I wrote this week an extension for the printf
family of functions to accept %b
to print binary. For that, I used the function register_printf_specifier()
.
Now I wonder if I can do the same in the scanf
family of functions to accept a binary input and write it into a variable.
Is there any extension that allows me to do that?
TL;DR: No. At least no when using glibc
.
I've downloaded recent glibc
version:
% wget https://ftp.gnu.org/gnu/glibc/glibc-2.29.tar.gz
% tar -xzf glibc-2.29.tar.gz
And grep
'ed find
, searching for random scanf
family function that came to my mind - in this case, it was vfscanf
:
% find | grep "vfscanf"
From my experience I know that real implementations are somewhere in -internal
, yet I looked through output:
./stdio-common/iovfscanf.c
./stdio-common/isoc99_vfscanf.c
./stdio-common/vfscanf-internal.c
./stdio-common/vfscanf.c
./sysdeps/ieee754/ldbl-opt/nldbl-iovfscanf.c
./sysdeps/ieee754/ldbl-opt/nldbl-isoc99_vfscanf.c
./sysdeps/ieee754/ldbl-opt/nldbl-vfscanf.c
And decided to check ./stdio-common/vfscanf.c
, that in fact contained stub to the internal function:
% cat ./stdio-common/vfscanf.c
int
___vfscanf (FILE *s, const char *format, va_list argptr)
{
return __vfscanf_internal (s, format, argptr, 0);
}
Going forward, I've looked thru the file, and reached format parser:
% cat ./stdio-common/vfscanf-internal.c | head -n 1390 | tail -n 20
}
break;
case L_('x'): /* Hexadecimal integer. */
case L_('X'): /* Ditto. */
base = 16;
goto number;
case L_('o'): /* Octal integer. */
base = 8;
goto number;
case L_('u'): /* Unsigned decimal integer. */
base = 10;
goto number;
case L_('d'): /* Signed decimal integer. */
base = 10;
flags |= NUMBER_SIGNED;
goto number;
I've looked at the end of file, and found some finishing case label:
% cat ./stdio-common/vfscanf-internal.c | tail -n 60
++done;
}
}
break;
case L_('p'): /* Generic pointer. */
base = 16;
/* A PTR must be the same size as a `long int'. */
flags &= ~(SHORT|LONGDBL);
if (need_long)
flags |= LONG;
flags |= READ_POINTER;
goto number;
default:
/* If this is an unknown format character punt. */
conv_error ();
}
}
/* The last thing we saw int the format string was a white space.
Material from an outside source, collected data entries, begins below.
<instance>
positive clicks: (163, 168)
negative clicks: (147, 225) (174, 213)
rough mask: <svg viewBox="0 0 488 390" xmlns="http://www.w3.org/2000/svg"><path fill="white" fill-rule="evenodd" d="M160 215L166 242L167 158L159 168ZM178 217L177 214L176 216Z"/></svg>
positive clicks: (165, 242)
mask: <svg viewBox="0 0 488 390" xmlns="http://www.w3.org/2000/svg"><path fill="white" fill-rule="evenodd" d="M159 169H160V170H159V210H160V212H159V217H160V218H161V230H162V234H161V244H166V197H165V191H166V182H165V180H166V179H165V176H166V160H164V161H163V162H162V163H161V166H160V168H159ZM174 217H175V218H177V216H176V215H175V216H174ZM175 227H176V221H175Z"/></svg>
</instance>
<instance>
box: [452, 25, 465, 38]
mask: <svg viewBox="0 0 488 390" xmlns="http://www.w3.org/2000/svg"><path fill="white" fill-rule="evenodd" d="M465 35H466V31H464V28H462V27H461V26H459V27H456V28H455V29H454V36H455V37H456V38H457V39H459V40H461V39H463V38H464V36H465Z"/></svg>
Consume the last white spaces. */
if (skip_space)
{
do
c = inchar ();
while (ISSPACE (c));
ungetc (c, s);
}
errout:
/* Unlock stream. */
UNLOCK_STREAM (s);
scratch_buffer_free (&charbuf.scratch);
if (__glibc_unlikely (done == EOF))
{
if (__glibc_unlikely (ptrs_to_free != NULL))
{
struct ptrs_to_free *p = ptrs_to_free;
while (p != NULL)
{
for (size_t cnt = 0; cnt < p->count; ++cnt)
{
free (*p->ptrs[cnt]);
*p->ptrs[cnt] = NULL;
}
p = p->next;
ptrs_to_free = p;
}
}
}
else if (__glibc_unlikely (strptr != NULL))
{
free (*strptr);
*strptr = NULL;
}
return done;
}
And the code that finished the function. This means, all format specifiers are constant for one of scanf
-family functions, and this implies that you can't register new handler without messing with the large clusterf..k in glibc source (that of course won't be portable).